Bits Per Weight (BPW)
The number of bits used to store each model parameter, determining model size in memory.
Every parameter in a language model is a numerical value — a weight that was learned during training. Bits per weight (BPW) describes how many bits are used to store each of those values. Higher BPW means more precise representation, larger file size, more VRAM required, and typically better output quality. Lower BPW means the opposite.
The BPW-to-VRAM Formula
Estimating a model's VRAM footprint from BPW is straightforward:
Model size in GB ≈ (parameter count × BPW) / 8,000,000,000
Examples for a 7B model:
- 16 BPW (FP16): (7,000,000,000 × 16) / 8B = ~14GB
- 8 BPW (Q8_0): ~7GB
- 4 BPW (Q4_K_M): ~3.5–4.5GB (K-quants add slight overhead)
For 70B:
- 16 BPW: ~140GB
- 8 BPW: ~70GB
- 4 BPW: ~35–40GB
This formula is a reliable starting estimate before consulting specific model cards.
Common BPW Formats
| BPW | Format Name | Use Case |
|---|---|---|
| 16 | FP16 / BF16 | Training, full quality, high VRAM |
| 8 | Q8_0 | Near-lossless, fits in VRAM |
| 6 | Q6_K | High quality, modest savings |
| 5 | Q5_K_M | Good balance for reasoning tasks |
| 4 | Q4_K_M | Standard for most local inference |
| 3 | Q3_K_M | Aggressive, visible quality loss |
| 2 | Q2_K | Extreme compression, significant degradation |
Mixed-Precision Quantization
K-quant formats (Q4_K_M, Q5_K_M, etc.) don't apply the same BPW uniformly across all layers. Certain layers — particularly the attention layers that most affect output quality — are stored at higher precision, while less sensitive layers get more aggressive compression. This is why Q4_K_M often outperforms naive Q4_0 at the same approximate size.

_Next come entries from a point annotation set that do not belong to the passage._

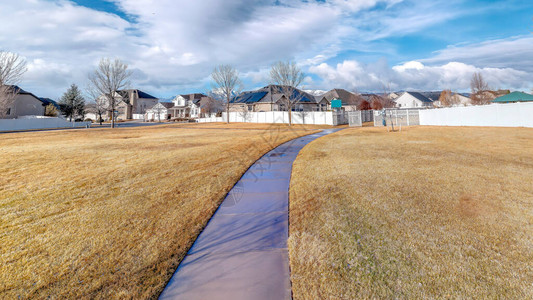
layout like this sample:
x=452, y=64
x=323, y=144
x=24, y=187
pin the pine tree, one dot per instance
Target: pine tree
x=72, y=103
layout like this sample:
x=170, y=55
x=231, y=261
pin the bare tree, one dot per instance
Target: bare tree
x=50, y=110
x=209, y=106
x=227, y=85
x=158, y=109
x=12, y=68
x=446, y=98
x=98, y=105
x=287, y=77
x=108, y=78
x=478, y=83
x=481, y=93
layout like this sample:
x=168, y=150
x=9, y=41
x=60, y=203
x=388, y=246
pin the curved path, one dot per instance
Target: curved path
x=242, y=253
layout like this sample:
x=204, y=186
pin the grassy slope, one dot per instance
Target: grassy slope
x=110, y=213
x=425, y=213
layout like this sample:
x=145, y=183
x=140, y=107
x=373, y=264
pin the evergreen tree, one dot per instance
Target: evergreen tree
x=72, y=103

Why It Matters for Local AI
BPW is the underlying concept behind every quantization format. When you see a model listed as "Q4_K_M," you're seeing 4 BPW with K-quants medium quality. Understanding BPW lets you estimate VRAM requirements for any model, and helps you reason about which quantization level your hardware can support before downloading a 40GB file.